In conjunction with the Super Bowl this weekend, Women Rising and its co-founder Kelli Masters, host an Atlanta event celebrating the contribution of women in the NFL. The 2019 event honors women making a difference. Learn more here. We are reposting our Spring 2017 profile of Oklahoma's esteemed sports agent and former Miss Oklahoma.
When Oklahoma City native Kelli Masters receives a text or email asking for advice about becoming a sports agent, she tells the senders—more than a handful weekly—it might look like a dream job, but it’s actually a calling. It's not something to do because you love sports or want to help athletes; you have to have a truly deep passion for it.
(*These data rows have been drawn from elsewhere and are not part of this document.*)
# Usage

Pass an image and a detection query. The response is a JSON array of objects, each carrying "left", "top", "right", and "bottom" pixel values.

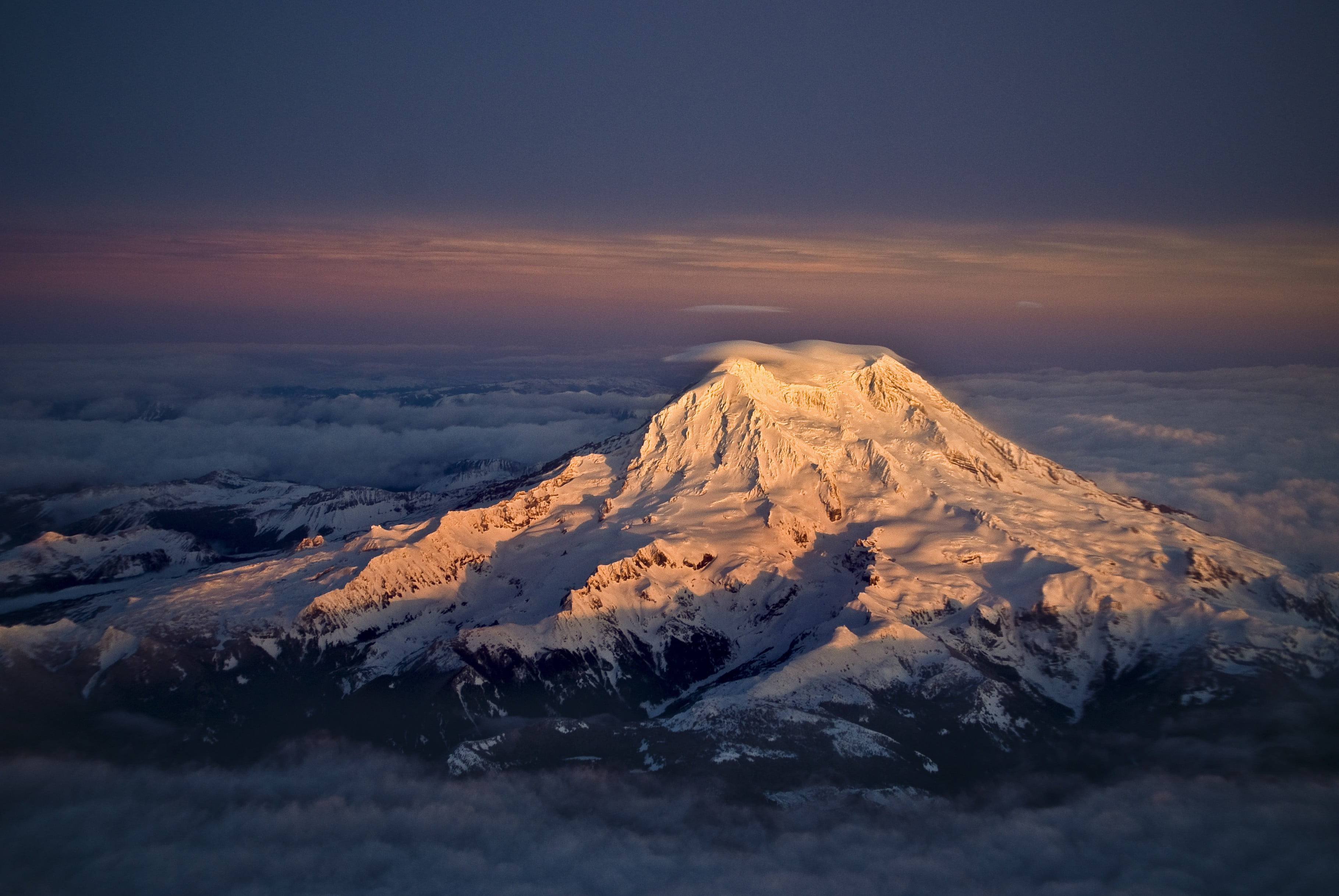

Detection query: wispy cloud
[{"left": 0, "top": 222, "right": 1339, "bottom": 313}]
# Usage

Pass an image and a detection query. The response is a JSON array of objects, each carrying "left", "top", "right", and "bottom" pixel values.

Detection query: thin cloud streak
[
  {"left": 8, "top": 224, "right": 1339, "bottom": 307},
  {"left": 684, "top": 305, "right": 790, "bottom": 315}
]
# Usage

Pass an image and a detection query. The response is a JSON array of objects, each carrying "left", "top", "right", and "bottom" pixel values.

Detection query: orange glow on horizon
[{"left": 0, "top": 222, "right": 1339, "bottom": 312}]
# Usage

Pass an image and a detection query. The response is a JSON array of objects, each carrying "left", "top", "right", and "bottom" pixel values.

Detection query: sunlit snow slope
[{"left": 0, "top": 342, "right": 1339, "bottom": 781}]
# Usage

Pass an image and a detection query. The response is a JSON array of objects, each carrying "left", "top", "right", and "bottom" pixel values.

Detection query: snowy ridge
[{"left": 3, "top": 342, "right": 1339, "bottom": 779}]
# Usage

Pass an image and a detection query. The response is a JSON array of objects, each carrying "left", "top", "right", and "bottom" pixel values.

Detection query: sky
[{"left": 0, "top": 1, "right": 1339, "bottom": 374}]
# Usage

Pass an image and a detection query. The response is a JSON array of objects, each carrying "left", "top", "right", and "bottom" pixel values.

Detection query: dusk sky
[{"left": 0, "top": 3, "right": 1339, "bottom": 372}]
"It's going to be a sacrifice: personally, financially, mentally," she said. "If you're willing to make the sacrifice for a deeper calling, then let's talk. If you think it's going to be really fun and you're going to get to go to football games and have a good time, this isn't for you. There will be years and years of pain and sacrifice."
A commitment to excellence and a higher calling runs like a thread through Masters’ career. She’s won numerous awards in her field, and served on the Professional Responsibility Tribunal for the state for six years running. Yet she took a winding road to get there. She remembers sitting in a law orientation at OCU when the professor asked for a show of hands. "How many of you are here to become sports agents?" All around the room, eager arms shot up into the air. She remembers wondering why anyone would want that job.
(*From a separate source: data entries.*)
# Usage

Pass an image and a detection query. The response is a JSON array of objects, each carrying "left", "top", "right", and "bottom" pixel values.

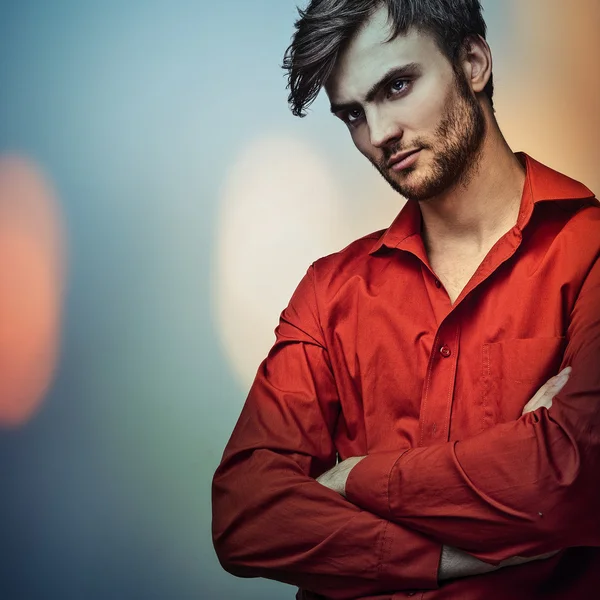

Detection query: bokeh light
[{"left": 0, "top": 157, "right": 65, "bottom": 426}]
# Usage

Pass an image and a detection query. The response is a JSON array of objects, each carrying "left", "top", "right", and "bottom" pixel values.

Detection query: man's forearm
[{"left": 438, "top": 546, "right": 558, "bottom": 581}]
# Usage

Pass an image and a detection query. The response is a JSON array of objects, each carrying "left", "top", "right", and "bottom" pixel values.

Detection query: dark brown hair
[{"left": 283, "top": 0, "right": 494, "bottom": 117}]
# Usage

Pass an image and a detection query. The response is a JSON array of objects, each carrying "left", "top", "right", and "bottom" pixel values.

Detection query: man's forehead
[{"left": 325, "top": 7, "right": 439, "bottom": 103}]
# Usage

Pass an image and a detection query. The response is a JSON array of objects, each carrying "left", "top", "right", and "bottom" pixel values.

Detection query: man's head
[{"left": 284, "top": 0, "right": 493, "bottom": 200}]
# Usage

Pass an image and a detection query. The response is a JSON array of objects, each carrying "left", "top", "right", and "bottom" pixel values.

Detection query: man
[{"left": 213, "top": 0, "right": 600, "bottom": 600}]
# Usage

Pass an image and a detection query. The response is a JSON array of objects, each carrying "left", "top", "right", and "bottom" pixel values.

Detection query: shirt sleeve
[
  {"left": 346, "top": 255, "right": 600, "bottom": 564},
  {"left": 212, "top": 267, "right": 441, "bottom": 599}
]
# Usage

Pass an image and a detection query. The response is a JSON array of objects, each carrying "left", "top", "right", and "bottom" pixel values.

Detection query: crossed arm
[
  {"left": 317, "top": 367, "right": 571, "bottom": 581},
  {"left": 213, "top": 267, "right": 600, "bottom": 599}
]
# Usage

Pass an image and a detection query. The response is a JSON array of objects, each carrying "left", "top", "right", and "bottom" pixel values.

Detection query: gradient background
[{"left": 0, "top": 0, "right": 600, "bottom": 600}]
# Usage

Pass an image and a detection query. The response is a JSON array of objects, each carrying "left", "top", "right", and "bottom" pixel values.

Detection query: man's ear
[{"left": 461, "top": 35, "right": 492, "bottom": 93}]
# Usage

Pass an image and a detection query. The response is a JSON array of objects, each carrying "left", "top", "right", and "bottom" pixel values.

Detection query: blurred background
[{"left": 0, "top": 0, "right": 600, "bottom": 600}]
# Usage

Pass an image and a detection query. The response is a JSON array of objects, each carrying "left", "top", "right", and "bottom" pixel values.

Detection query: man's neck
[{"left": 419, "top": 118, "right": 525, "bottom": 252}]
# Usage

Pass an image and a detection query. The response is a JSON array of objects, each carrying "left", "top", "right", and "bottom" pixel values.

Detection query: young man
[{"left": 213, "top": 0, "right": 600, "bottom": 600}]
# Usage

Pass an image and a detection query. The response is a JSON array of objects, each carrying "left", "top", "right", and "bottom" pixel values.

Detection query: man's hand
[
  {"left": 522, "top": 367, "right": 571, "bottom": 414},
  {"left": 438, "top": 367, "right": 571, "bottom": 581},
  {"left": 317, "top": 456, "right": 365, "bottom": 498}
]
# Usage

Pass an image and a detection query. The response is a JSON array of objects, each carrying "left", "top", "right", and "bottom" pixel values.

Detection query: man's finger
[{"left": 522, "top": 367, "right": 571, "bottom": 414}]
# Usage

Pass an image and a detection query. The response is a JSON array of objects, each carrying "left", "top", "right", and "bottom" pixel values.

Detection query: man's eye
[
  {"left": 390, "top": 79, "right": 409, "bottom": 94},
  {"left": 346, "top": 108, "right": 362, "bottom": 123}
]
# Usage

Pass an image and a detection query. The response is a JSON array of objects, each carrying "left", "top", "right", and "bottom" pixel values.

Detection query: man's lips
[{"left": 388, "top": 148, "right": 421, "bottom": 171}]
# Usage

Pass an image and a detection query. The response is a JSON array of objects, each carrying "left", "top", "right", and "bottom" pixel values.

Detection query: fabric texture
[{"left": 213, "top": 153, "right": 600, "bottom": 600}]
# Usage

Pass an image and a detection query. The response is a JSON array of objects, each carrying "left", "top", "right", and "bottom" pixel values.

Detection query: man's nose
[{"left": 367, "top": 110, "right": 402, "bottom": 148}]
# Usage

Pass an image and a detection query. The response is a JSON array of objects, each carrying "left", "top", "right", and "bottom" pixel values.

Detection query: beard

"It was not even on my radar," she said.
At that time, Masters was considering a career in journalism. As an undergrad, she was an intern with News 9 during a year that saw O.J. Simpson on trial for murder and the Murrah Federal Building bombed by domestic terrorists. She remembers that April day, when she heard the news and went straight to the station to help field information requests from desperate family members and media all over the country. A law degree, she thought, would help her ask better questions and form a deeper understanding of the issues. By her third year in law school, though, she wasn't even sure she wanted to finish.
"I hit a wall and felt really empty," Masters said. "I felt like I didn't know what my real purpose was in life other than to make sure everyone around me was proud of me and thought I was successful."